Following the sneaky introduction of revised postal rates by “Royal Mail” which are reflected on the SOTA shopping site I have discovered another “gotcha” introduced by these lovely people. They have also revised the sizes (downwards) for First Class mail.
The upshot of this is that trophies within the UK no longer travel as First Class letter at a cost of £1.65 but now attract the Small Parcel rate of £3.20!
I will have to amend the site to reflect this but will not do this until after the month end if you wish to order in the near future.
This does not affect shipments to other parts of the World which travel at the “Small Package” rate.
In reply to GM4TOE:
Hi barry heard on the news last night that thay are opening parcel offices on a sunday to keep up with business parcels dont know about deliveries thou, got to pay for it somehow hhhmm best 73s sean
If somebody is kind enough to lend me one to play with I will have a go!
The other option is to laser etch blank glass - somebody out there with a high power laser engraver willing to lend that to me too?
The old-fashioned way with a coating of wax, a scriber and a bottle of hydrofluoric acid is more fun than laser etching but nowadays I don’t have an easy source of supply of the acid! (Though powdered fluorspar and battery acid might work…)
I can remember when it was available over the counter in Birmingham, too, but it was indubitably a dangerous chemical in inexperienced hands, and nowadays even far more innocuous chemicals cause people to shiver in terror. Dammit, I remember determining copper content with potassium cyanide titration, in the current climate I would probably have to do it dressed like the Stig!
Oh, Mike! I’m sure I would make a most impressive Stig - right up to the point where I have to get in a car!
Yes, the hydrofluoric always came in a plastic bottle and was handled with gauntlets in a fume cupboard. Cyanide for electroplating for some reason came in solid balls about the size of a tennis ball. The guys doing the plating were quite cavalier with the stuff, even eating their lunchtime butty beside the plating bath! The worst was the chrome plating, these little backstreet plating houses in Brum had poor extraction, and the chromic acid spray used to eat away the nostrils of the platers - quite nasty!
In reply to G8ADD:
the chromic acid spray used to eat away the
nostrils of the platers - quite nasty!
I’m not surprised. We used to use the stuff (Pot Dichromate in conc sulphuric acid), hot, for the ultimate cleaning agent for glassware. It would even take carbonised organics off!
Royal Mail have, once again, sneaked in some postal price rises under the radar (at least I had not heard anything about it)
Consequently there have been some marginal increases in postal prices for awards and merchandise which I have now included on the website.

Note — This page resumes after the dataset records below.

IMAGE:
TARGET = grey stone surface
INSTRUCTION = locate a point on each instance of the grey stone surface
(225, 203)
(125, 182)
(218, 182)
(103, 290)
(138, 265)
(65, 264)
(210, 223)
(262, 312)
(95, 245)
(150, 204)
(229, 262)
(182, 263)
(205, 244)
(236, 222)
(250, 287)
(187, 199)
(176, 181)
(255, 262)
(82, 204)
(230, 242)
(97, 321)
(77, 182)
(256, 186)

In addition, though it will not directly affect anybody at this time, Singapore has been included in the higher World rate (along with Australasia) even though it is surrounded by countries which fall into the lower rate (Indonesia, Malaysia, Japan etc). That I just do not understand!!!

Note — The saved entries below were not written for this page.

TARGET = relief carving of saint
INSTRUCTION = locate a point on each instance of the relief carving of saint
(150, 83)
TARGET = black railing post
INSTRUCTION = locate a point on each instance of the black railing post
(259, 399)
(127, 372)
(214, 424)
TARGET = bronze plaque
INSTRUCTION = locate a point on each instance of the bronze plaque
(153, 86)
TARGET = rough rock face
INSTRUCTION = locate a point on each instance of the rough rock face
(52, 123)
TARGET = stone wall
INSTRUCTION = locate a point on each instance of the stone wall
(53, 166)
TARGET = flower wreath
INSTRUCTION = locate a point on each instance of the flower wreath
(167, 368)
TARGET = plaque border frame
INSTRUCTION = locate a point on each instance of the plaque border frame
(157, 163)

Shipping between Australia and the UK (and the reverse) was always out-of-line with similar shipping distances. So much so that on occasions I found it cheaper to use a courier service than the Post Office! Depends upon package size of course (the courier sevices tend not to like large packets) and if you can wait up to 3 months, sending via sea mail remains the cheapest option I believe.
Part of the scene these days Barry I’m afraid. A standard letter for delivery in VK now costs AUD1 and the likely delivery period is quoted as two days or maybe three after the day it was posted.
The postal service here has been losing money for years and they probably rightly blame the electronic media. On-line purchasing has seen the parcel business boom and it subsidizes the letters.
There has been some grumbling over the salary of the head of the Post - about 5 times what we pay the PM. Paying big salaries is supposed to ensure we get the best managers. And by inference the best and cheapest service.
Can’t see any evidence supporting that one.
Why are international postal rates inconsistent?
Political decisions
Incompetence
Graft
Pick one, two or three.
The opinions expressed here are not necessarily those of local management. No further correspondence will be entered into and the writer will be wearing his Stig outfit when reading mail in future.
It almost seemed as though you were describing the situation for the U.S. Postal Service. Package volumes up (so 2016 rate increase). Letter volume down (so a 2016 by pennies rate decrease - thinking to to reverse the trend?). I seriously doubt that. Delivery times optimistically quoted but seldom realized. Randomly mis-routed Packages (they always blame the address label). Package tracking often seems to depend on if they actually remember to do it. Many times only catching up after the delivery was actually made. I always thought it was only us with complaints.